Introducton: the “Pandora Papers” investigation

That the global capitalism is in a bad shape and in a rather unhealthy mood is no longer surprising. Its drawbacks include the widening gap between the holders of capital and those deprived from it (Pistor, 2019); and the fact that income is secured to the owners of physical or financial property at the expense of society (Standing, 2016). All this has been well-documented by scholarly research over the past years and some sociologists have therefore started questioning the survival of contemporary capitalism (see Streeck, 2016). Yet another telling case has recently emerged from a large international investigation, of which the outcomes show the problems arising in globalised capital markets.

On 3 October 2021 the International Consortium of Investigative Journalists (ICIJ) made public the outcomes from a large-scale investigation on financial fraud and tax avoidance entitled “Pandora Papers”. Based upon what is defined as ‘the most expansive leak of tax haven files to date’ (ICIJ, 2021), the investigation reveals the secret deals and hidden assets of about 330 politicians and high-level public officials in 90 countries and territories worldwide. The outcomes are the result of research which lasted for two years and grew to encompass the work of more than 600 journalists in 117 countries and territories.

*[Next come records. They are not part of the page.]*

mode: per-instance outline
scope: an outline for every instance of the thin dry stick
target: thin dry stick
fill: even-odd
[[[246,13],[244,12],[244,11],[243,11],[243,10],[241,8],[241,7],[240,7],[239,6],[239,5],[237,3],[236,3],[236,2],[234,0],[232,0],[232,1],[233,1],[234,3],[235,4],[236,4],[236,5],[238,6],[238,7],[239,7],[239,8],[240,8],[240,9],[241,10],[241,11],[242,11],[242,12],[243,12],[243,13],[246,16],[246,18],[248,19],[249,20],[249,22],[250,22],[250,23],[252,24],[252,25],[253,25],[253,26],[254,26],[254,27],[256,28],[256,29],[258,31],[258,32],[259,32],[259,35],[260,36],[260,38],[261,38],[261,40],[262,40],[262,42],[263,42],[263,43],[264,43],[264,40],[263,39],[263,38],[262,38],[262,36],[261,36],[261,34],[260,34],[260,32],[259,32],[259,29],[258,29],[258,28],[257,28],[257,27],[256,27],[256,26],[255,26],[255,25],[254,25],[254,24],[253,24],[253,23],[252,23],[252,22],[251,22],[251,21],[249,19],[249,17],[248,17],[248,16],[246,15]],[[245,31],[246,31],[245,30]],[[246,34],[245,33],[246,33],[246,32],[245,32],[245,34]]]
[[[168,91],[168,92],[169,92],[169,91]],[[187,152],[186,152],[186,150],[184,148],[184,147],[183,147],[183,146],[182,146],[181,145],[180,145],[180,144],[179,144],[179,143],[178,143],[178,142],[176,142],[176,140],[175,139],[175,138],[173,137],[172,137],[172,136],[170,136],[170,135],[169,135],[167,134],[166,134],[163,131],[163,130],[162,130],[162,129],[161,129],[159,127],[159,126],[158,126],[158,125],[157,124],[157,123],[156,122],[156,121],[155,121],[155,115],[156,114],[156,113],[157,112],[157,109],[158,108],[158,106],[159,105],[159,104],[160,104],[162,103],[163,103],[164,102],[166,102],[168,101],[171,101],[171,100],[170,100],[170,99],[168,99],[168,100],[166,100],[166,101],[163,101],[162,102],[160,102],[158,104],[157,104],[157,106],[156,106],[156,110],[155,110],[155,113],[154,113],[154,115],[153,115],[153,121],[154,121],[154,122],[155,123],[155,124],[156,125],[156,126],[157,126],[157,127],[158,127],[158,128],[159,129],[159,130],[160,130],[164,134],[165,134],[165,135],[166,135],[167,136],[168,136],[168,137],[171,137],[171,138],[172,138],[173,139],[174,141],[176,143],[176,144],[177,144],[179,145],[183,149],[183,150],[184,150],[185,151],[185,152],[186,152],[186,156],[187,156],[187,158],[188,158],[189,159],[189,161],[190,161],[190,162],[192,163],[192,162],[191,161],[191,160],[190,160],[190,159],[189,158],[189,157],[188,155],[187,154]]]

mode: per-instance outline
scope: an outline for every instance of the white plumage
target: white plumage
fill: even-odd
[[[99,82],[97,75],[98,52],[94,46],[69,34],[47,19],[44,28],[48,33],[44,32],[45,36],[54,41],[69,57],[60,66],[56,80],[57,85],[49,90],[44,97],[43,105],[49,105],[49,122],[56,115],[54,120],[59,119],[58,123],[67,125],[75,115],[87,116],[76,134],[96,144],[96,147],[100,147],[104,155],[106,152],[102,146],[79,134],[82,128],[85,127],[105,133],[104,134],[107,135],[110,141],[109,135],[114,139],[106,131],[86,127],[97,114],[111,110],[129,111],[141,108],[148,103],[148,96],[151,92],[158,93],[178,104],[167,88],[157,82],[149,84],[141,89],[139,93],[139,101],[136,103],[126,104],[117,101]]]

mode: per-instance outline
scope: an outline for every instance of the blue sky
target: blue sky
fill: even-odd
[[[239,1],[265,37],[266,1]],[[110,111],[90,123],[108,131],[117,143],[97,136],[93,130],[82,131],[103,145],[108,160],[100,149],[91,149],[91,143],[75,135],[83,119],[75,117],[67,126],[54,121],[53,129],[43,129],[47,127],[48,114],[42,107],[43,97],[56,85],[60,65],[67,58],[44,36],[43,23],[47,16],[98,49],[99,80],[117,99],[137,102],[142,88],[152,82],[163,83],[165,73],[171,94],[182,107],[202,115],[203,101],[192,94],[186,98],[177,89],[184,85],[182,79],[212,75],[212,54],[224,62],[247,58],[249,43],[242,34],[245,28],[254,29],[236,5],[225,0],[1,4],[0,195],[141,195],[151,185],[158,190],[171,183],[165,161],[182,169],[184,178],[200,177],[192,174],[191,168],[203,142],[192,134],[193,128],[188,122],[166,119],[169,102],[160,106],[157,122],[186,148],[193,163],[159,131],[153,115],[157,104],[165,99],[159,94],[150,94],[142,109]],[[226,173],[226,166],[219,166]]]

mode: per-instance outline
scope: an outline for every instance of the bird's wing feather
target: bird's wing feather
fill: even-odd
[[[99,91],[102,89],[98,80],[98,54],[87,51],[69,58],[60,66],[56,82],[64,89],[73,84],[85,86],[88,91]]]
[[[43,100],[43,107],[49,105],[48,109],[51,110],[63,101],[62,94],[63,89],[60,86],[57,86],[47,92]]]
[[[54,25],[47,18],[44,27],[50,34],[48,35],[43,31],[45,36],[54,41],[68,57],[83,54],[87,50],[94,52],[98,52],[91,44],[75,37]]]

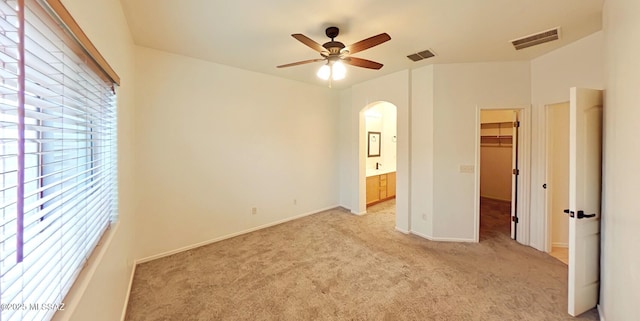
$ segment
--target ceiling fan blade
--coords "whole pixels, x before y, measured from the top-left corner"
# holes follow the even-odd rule
[[[311,38],[301,34],[301,33],[294,33],[291,35],[291,37],[296,38],[296,40],[302,42],[303,44],[307,45],[307,47],[317,51],[317,52],[323,52],[326,51],[326,49],[324,49],[324,47],[322,45],[320,45],[319,43],[311,40]]]
[[[364,40],[360,40],[354,44],[352,44],[351,46],[347,47],[347,50],[349,50],[349,54],[354,54],[356,52],[360,52],[366,49],[369,49],[371,47],[377,46],[383,42],[389,41],[391,40],[391,36],[389,36],[386,32],[385,33],[381,33],[377,36],[373,36],[373,37],[369,37],[367,39]]]
[[[318,61],[324,61],[324,60],[325,59],[322,59],[322,58],[303,60],[303,61],[298,61],[298,62],[292,62],[292,63],[286,64],[286,65],[280,65],[277,68],[293,67],[293,66],[297,66],[297,65],[310,64],[312,62],[318,62]]]
[[[362,68],[369,68],[369,69],[380,69],[382,68],[382,64],[379,62],[375,62],[375,61],[371,61],[371,60],[367,60],[367,59],[362,59],[362,58],[356,58],[356,57],[347,57],[344,58],[342,61],[344,61],[344,63],[352,65],[352,66],[356,66],[356,67],[362,67]]]

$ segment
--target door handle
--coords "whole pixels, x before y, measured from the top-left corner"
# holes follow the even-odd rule
[[[575,215],[575,213],[574,213],[573,211],[570,211],[568,208],[566,208],[563,212],[564,212],[565,214],[569,214],[569,217],[574,217],[574,216],[576,216],[576,215]]]
[[[578,211],[578,218],[595,217],[596,214],[584,214],[584,211]]]

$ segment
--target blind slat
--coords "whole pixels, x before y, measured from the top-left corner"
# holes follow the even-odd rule
[[[48,9],[25,1],[0,0],[0,302],[60,303],[117,215],[116,100]]]

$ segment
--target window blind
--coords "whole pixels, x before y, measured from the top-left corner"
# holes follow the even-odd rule
[[[0,0],[0,321],[49,320],[117,215],[113,84],[49,10]]]

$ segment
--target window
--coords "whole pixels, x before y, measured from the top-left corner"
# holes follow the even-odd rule
[[[51,319],[117,215],[117,81],[55,6],[0,0],[2,321]]]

Focusing on tax havens, in the present comment I argue that the Pandora Papers provide us with a unique opportunity to reflect upon the global costs of tax avoidance and tax evasion. They also serve as the right moment to assess the analytical tools and methods that are available to narrow them down or, at least, keep them under control, provided that there is the political will to do so (Christensen, 2011).

The costs of tax avoidance and tax evasion

While tax evasion is the illegal circumvention of tax laws with an aim to minimize tax liability, tax avoidance is somewhat more controversial since it is in principle legal (Baker, 2013; Alstadsæter et al., 2018; Bird and Davis-Nozemack, 2018). There are several reasons why tax avoidance and evasion are socially unacceptable. For instance, while difficult to measure, they give rise to substantial compliance and administrative costs for both tax administrations and businesses, and to significant negative spillovers including distortions to competition and tax inequity (De La Feria, 2020).

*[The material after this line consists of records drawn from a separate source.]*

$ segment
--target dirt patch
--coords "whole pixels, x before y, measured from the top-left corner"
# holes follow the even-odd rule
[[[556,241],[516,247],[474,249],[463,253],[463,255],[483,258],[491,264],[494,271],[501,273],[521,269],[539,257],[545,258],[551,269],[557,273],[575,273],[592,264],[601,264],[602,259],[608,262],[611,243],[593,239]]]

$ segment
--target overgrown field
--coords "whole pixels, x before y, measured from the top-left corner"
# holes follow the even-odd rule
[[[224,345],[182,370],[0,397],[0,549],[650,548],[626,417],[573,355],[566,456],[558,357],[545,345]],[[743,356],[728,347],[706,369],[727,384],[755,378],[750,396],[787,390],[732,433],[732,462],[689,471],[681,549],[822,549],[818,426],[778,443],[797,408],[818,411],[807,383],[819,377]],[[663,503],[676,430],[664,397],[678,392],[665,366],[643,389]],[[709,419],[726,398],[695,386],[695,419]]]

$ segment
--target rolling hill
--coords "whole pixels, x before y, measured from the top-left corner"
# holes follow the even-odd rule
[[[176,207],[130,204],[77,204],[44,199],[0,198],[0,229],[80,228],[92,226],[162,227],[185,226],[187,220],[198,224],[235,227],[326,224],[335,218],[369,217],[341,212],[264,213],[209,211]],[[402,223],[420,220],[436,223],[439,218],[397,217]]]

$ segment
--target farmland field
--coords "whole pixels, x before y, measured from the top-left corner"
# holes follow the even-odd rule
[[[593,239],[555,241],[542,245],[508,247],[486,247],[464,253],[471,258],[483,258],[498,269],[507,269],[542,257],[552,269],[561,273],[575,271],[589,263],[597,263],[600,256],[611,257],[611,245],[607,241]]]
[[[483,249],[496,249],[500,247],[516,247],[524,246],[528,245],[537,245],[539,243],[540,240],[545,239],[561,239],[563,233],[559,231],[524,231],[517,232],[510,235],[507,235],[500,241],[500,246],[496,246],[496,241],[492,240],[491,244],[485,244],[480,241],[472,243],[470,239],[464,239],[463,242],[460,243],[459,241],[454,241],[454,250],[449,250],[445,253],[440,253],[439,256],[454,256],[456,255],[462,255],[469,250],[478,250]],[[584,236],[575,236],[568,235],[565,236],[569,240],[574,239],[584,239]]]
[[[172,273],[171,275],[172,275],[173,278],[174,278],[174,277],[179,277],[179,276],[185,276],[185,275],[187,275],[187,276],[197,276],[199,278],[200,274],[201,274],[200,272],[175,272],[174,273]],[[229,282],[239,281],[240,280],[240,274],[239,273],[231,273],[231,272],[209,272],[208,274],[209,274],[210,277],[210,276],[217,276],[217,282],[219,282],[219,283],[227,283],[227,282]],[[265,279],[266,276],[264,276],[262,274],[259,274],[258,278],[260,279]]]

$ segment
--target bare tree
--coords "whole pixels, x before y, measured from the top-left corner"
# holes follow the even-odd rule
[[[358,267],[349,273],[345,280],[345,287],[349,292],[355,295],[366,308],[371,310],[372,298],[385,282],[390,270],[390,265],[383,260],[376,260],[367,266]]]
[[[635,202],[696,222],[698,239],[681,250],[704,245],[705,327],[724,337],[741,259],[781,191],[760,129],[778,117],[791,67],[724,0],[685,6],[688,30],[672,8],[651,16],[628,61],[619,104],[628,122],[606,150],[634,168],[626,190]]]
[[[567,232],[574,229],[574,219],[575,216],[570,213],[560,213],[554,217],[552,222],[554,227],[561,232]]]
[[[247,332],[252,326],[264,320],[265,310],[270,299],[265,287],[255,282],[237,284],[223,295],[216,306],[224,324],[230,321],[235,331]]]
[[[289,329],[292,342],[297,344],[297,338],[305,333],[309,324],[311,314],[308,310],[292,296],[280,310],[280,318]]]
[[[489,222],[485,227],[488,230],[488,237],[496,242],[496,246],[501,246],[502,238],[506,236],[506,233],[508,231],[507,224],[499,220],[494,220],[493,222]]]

The economic costs of tax evasion and, thus, of tax havens, are ultimately paid by ordinary citizens. In this sense, it is useful to recall what was already suggested twenty years ago by Mitchell et al. (2002, p. 7): ‘tax havens are a bolthole for major corporations and the rich elite enabling them to evade/avoid taxes, responsibilities and regulations in their countries. They enable major corporations to hold societies to ransom and encourage corruption’.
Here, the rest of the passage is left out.